Schönefeld, October 20th

Today the train is late. I find out about it as I stand alone in front of a closed door, at 7am, in Schönefeld station. No one is around yet, no police, no paramedics. It is still dark and a drizzle adds up to the gloomy setting. 7:20, still nobody there. I find it odd since the train should arrive 40 minutes later. It crosses my mind that if something happened to me just know, nobody would be able to help. A fellow volunteer calls me, and tells me the train is two hours late. She tells me she’ll pick me up in 5 minutes and we’ll have breakfast together. We meet up and have a tea, four of us, exchange our impressions about the previous day, and our mixed feelings about the presence of the army.

When we come back, at around 8:30, the police is there. However, we’re forbidden to walk in; someone has broken into the premises, between 7:30 and the arrival of the police. They’re looking around and making sure nobody is in anymore, and that there isn’t any threat. Ten minutes later, we get the all clear and can begin our day. New announcement, the train will be here at 11:30. Another problem appears: the rooms where we keep the few clothes donated have been flooded. Everything is soaked. We reached a point when we don’t even take anything wrong anymore, it is as it is, what can we do. We put whatever we can on heaters, hoping it’s not damaged.

We don’t mind the extra time, it gives us time to set things up properly, and we don’t have to rush this time. I even put some music on while I spread cheese on the sandwiches. Soon, two new helpers come and offer help. We set up a little assembly-line and everything is ready when the 400 refugees of today arrive. The food distribution goes on well, there is enough food for everyone. Some days, the last arrived just get fruits and biscuits, as all the sandwiches are gone.

A soldier plays with children, Schönefeld, October 20th, 2015 © Berliner Diary

The atmosphere is lighter than usual, a lot of people are smiling, both among the volunteers and the refugees. The same questions arise: where are we now, will we be allowed to get out of the shelter, how can we travel to Sweden, is there any WiFi here? There are some families, and as I see children playing I come over and draw a hopscotch on the floor. One girl seems delighted, she draws the exact same one just next to mine, except that she writes the number symmetrically, which makes us laugh. She looks delighted, we start to play together. She wins, and as she reaches the last box she jumps in my arms and gives me a big hug which I’m very happy to give back.

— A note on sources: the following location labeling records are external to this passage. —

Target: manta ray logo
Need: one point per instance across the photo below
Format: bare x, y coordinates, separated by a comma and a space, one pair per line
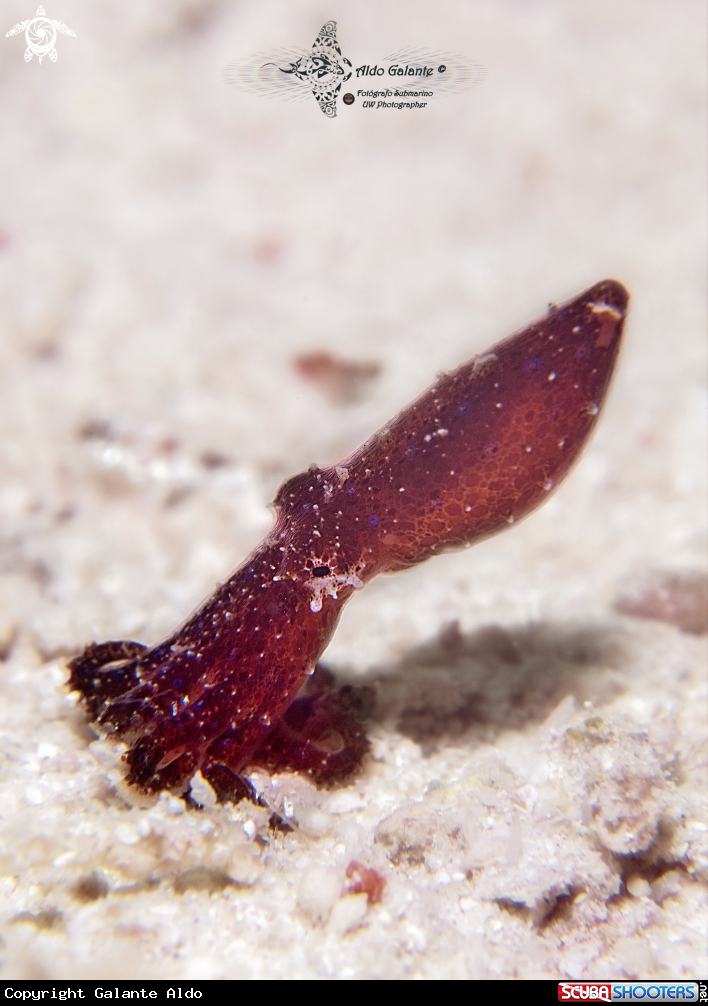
297, 73
325, 69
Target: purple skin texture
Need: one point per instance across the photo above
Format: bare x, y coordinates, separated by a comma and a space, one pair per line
233, 688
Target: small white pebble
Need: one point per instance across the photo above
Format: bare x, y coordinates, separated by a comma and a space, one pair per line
348, 913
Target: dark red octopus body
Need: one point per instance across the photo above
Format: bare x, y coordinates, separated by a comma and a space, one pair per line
477, 452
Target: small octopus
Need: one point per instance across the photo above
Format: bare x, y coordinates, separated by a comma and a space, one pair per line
234, 688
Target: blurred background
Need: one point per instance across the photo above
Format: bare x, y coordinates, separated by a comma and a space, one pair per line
202, 291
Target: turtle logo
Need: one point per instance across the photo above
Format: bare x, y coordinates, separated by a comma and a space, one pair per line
324, 68
40, 35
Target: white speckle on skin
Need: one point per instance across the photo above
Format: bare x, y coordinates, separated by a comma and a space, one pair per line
601, 307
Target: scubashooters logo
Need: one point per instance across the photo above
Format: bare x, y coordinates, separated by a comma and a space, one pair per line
295, 74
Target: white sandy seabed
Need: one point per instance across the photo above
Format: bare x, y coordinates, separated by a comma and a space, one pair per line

A soldier who told me yesterday I shouldn’t take a biscuit after our shift because “we don’t know what kind of disease they brought and they probably rummaged through the box” looks at me, bewildered. He plays with the kids, too, contrary to his first day when he was standing back and didn’t know how to behave. He’s finding out, little by little, that the people who arrived are exactly like us.

I glance around, to see where are the girl’s parents. I don’t want to upset them, but on the contrary they look very amused seeing their daughter so happy. Now she takes my hand and we walk within the small space available in the hall. Every ten meters, she stops, looks at me, laughs, and hugs me again. She brings me to her mother, and plants a huge kiss on my cheek. Per chance, the mother speaks perfect English. I tell her I work with kids, and teach German to refugees. She’s over the moon: “We need you! We want to learn as quick as possible! Is German difficult? How long do you think it would take to learn it?” I tell her it’s a difficult language, but that within one or two months she will be able to express simple ideas, with simple words. She looks relieved.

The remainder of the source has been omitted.